The Bloomberg U.S. Dollar Index rose to a two-week high after Fed minutes released yesterday showed most members were “broadly comfortable” with the plan to trim stimulus this year. India’s rupee slumped to a record and Malaysia’s ringgit fell to a three-year low as the decision by the Fed’s Open Market Committee boosted dollar demand. The euro advanced to a three-week high versus the yen after a report showed European services expanded in August for the first time in 19 months.
“We seem to be on track for an announcement at the FOMC meeting in September, the question is more how much are they going to reduce” debt purchases, said Niels Christensen, chief currency strategist at Nordea Bank AB in Copenhagen. “That’s what’s occupying people right now” and supporting the dollar, he said.
The dollar rose 0.7 percent to 98.32 yen at 10:06 a.m. in London after advancing to 98.56, the strongest level since Aug. 15. The U.S. currency was little changed at $1.3354 per euro. The euro climbed 0.9 percent to 131.57 yen after reaching 131.63 yen, the highest since Aug. 2.
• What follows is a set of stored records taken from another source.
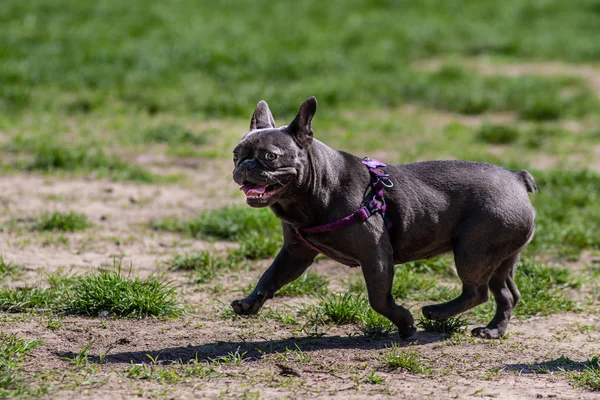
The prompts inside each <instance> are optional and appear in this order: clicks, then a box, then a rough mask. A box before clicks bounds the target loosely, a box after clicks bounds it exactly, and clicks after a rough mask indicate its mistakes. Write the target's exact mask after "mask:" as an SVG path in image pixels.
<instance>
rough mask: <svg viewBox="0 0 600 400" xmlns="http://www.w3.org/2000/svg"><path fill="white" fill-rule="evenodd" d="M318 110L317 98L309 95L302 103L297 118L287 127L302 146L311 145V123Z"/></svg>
mask: <svg viewBox="0 0 600 400" xmlns="http://www.w3.org/2000/svg"><path fill="white" fill-rule="evenodd" d="M316 112H317V99H316V98H315V97H314V96H313V97H309V98H308V99H306V101H305V102H304V103H302V105H301V106H300V110H299V111H298V115H296V118H294V120H293V121H292V122H291V123H290V124H289V125H288V127H287V131H288V132H289V133H291V134H292V135H293V136H294V139H295V140H296V141H297V142H298V144H300V146H302V147H307V146H310V144H311V143H312V139H313V132H312V124H311V123H312V118H313V117H314V116H315V113H316Z"/></svg>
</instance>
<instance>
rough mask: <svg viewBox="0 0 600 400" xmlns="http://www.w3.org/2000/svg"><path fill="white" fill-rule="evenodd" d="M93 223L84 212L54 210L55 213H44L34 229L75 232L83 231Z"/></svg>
mask: <svg viewBox="0 0 600 400" xmlns="http://www.w3.org/2000/svg"><path fill="white" fill-rule="evenodd" d="M91 225H92V223H91V222H90V221H89V219H88V217H87V216H86V215H84V214H80V213H76V212H74V211H69V212H66V213H63V212H60V211H54V212H53V213H43V214H42V215H41V216H40V217H39V218H38V219H37V221H36V222H35V224H34V226H33V229H35V230H38V231H62V232H75V231H83V230H85V229H86V228H88V227H89V226H91Z"/></svg>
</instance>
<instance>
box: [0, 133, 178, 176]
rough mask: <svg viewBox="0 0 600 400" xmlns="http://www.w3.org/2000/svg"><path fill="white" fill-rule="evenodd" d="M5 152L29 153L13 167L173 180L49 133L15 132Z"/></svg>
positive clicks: (101, 151)
mask: <svg viewBox="0 0 600 400" xmlns="http://www.w3.org/2000/svg"><path fill="white" fill-rule="evenodd" d="M6 150H8V151H9V152H13V153H16V154H24V155H26V156H27V155H29V157H28V158H25V159H24V160H21V161H18V162H17V163H16V166H15V167H16V168H18V169H25V170H28V171H40V172H47V173H50V172H61V171H62V172H71V173H76V172H79V173H86V174H91V173H93V174H95V175H97V176H99V177H108V178H110V179H112V180H115V181H134V182H140V183H153V182H158V181H160V180H161V179H162V180H163V181H164V180H167V181H168V180H174V179H175V178H176V177H175V176H171V177H168V176H167V177H159V176H157V175H154V174H153V173H152V172H150V171H148V170H146V169H145V168H143V167H141V166H138V165H134V164H130V163H128V162H126V161H123V160H121V159H120V158H118V157H117V156H114V155H110V154H107V152H106V150H105V149H104V148H103V147H101V146H98V145H94V144H91V143H86V144H75V145H72V144H66V143H61V142H60V141H57V140H56V138H54V137H52V136H50V135H49V136H42V137H41V138H39V137H38V138H26V137H23V136H21V135H19V136H17V137H16V138H15V139H14V140H13V142H12V143H10V144H9V145H8V147H7V149H6Z"/></svg>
The U.S. Federal Housing Finance Agency will say its house price index climbed 0.6 percent in June after rising 0.7 percent the previous month, according to a Bloomberg News survey. The Conference Board’s gauge of the outlook for the next three to six months climbed 0.5 percent in July, after being unchanged a month earlier, according to a separate Bloomberg survey.
The FOMC will probably reduce its monthly purchases of $85 billion in bonds at its Sept. 17-18 meeting, according to 65 percent economists in an Aug. 9-13 Bloomberg survey. The median estimate is a cut to $75 billion each month.
“Almost all committee members agreed that a change in the purchase program was not yet appropriate,” and a few said “it might soon be time to slow somewhat the pace of purchases as outlined in that plan,” according to the record of the Federal Open Market Committee’s July 30-31 gathering released yesterday in Washington.
The Bloomberg U.S. Dollar Index advanced 0.2 percent to 1,029.23 after rising to 1,029.62, the highest since Aug. 5.
The dollar appreciated 5.1 percent this year, the best performer after the euro of 10 developed-nation currencies tracked by Bloomberg Correlation-Weighted Indexes. The euro advanced 6.5 percent, while the yen fell 8.8 percent.
India’s rupee slid 1.6 percent to 65.0638 per dollar after weakening to a record 65.56. The ringgit slipped 0.5 percent to 3.3095 after depreciating to 3.3228, the least since June 2010.
Global funds have cut their holdings of Indian debt by $10.1 billion since Fed Chairman Ben S. Bernanke first flagged the tapering on May 22, leaving the rupee vulnerable to the nation’s current-account deficit.
“Some of the reasons for the rupee’s fall are out of India’s control, which is probably why policy makers have stepped back a bit and let the rupee find it’s own equilibrium,” said Jonathan Cavenagh, a strategist at Westpac Banking Corp. in Singapore. “The longer-term issue is that India needs to suppress its current-account deficit, and that’s something policy makers should focus on.”
An index of euro-area services based on a survey of purchasing managers rose to 51 this month from 49.8 in July, London-based Markit Economics said. A composite index of services and manufacturing climbed to 51.7 from 50.5. Readings above 50 indicates expansion.